Amphetamine pills made in Lebanon and Syria are increasingly turning up in Africa, Europe and Asia, pointing to a worrying expansion for Levantine crime networks, a UN narcotics watchdog said in a report on Thursday.
The International Narcotics Control Board (INCB) study highlights recent seizures in Austria, Italy, Malaysia, Sudan and Egypt as “potentially indicating new markets and trafficking routes” for so-called “Captagon” pills, a cocktail of fenethylline and other drugs.
“Police in Austria dismantled an international drug ring suspected of smuggling around 30 tonnes of Captagon tablets originating in Lebanon via Austria to Saudi Arabia in recent years,” said the INCB’s 160-page annual report.

“In March 2021, customs authorities in Malaysia seized 94.8 million Captagon tablets containing amphetamine, worth $1.26 billion, in the country’s largest ever drug operation.”
Africa may be another new frontier for Levantine Captagon exports. Egypt and Sudan both reported seizing more than 14 million tablets in 2020, while reported seizures as far afield as Namibia and Mozambique are on the rise, the report says.
Captagon — also known as the “poor man’s cocaine” — takes its name from a once-legal treatment for hyperactivity disorder. The pills have proliferated, owing in part to an industrial boom in government-held and recaptured areas of war-torn Syria.
Gulf countries have criticised Beirut for not co-operating in the war against Captagon and other drugs, even as Lebanon — which is in the midst of its worst ever economic crisis — looks to repair ties with the oil-rich region.
Lebanese political party and militant group Hezbollah has denied involvement in the trade, though members of the group have been hit by US sanctions for running criminal enterprises to finance their operations.

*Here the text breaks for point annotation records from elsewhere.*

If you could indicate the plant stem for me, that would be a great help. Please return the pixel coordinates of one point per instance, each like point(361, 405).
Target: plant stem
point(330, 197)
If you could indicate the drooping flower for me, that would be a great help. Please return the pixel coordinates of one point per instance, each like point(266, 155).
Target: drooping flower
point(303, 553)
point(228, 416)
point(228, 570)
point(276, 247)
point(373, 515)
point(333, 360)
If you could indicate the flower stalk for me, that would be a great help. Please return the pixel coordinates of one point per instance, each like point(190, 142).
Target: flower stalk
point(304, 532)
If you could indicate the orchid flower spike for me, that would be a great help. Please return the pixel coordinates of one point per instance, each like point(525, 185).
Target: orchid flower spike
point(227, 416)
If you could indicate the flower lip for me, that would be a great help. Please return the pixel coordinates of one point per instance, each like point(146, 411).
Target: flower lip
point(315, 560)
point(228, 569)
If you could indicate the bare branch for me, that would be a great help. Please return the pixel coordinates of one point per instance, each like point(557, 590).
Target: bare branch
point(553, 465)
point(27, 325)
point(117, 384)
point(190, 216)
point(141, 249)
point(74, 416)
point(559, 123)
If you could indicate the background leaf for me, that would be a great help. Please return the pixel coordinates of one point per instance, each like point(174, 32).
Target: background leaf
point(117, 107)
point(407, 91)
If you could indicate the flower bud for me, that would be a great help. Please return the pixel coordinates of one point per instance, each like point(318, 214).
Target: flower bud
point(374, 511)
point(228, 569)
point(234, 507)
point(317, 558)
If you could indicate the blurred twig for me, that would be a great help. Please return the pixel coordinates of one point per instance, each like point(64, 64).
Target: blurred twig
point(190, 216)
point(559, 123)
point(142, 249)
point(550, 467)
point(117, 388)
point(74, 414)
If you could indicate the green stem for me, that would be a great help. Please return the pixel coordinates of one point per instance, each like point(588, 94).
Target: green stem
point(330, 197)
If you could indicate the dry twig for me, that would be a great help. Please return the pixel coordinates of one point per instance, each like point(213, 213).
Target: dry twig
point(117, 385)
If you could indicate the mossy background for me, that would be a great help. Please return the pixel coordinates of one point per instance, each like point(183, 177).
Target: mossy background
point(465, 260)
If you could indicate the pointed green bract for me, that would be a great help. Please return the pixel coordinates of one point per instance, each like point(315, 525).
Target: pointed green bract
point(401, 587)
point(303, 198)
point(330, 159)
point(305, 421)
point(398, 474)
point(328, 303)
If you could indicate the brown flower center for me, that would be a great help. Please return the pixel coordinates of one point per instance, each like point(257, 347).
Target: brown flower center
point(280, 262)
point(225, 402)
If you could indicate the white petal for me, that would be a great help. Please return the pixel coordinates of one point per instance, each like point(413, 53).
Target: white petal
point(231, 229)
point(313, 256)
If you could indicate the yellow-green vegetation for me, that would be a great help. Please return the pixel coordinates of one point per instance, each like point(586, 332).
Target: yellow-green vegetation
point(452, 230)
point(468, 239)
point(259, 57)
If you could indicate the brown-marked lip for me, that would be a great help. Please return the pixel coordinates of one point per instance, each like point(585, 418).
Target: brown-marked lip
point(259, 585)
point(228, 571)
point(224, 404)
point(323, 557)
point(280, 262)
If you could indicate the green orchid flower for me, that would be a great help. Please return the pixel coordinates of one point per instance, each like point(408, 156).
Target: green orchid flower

Captagon pills are popular among night workers, dieters, students cramming for exams and others, and are a drug of choice for armed militants in Syria and elsewhere, who say they sharpen wits on the battlefield.
INCB researchers also say drug gangs’ illicit financial flows is hurting developing nations, while social media posts “glamourising negative behaviour” attract newcomers to hazardous controlled substances.
“Social media not only promote negative behaviours … but also offers users the opportunity to buy cannabis, prescription painkillers and other controlled substances,” said INCB president Jagjit Pavadia.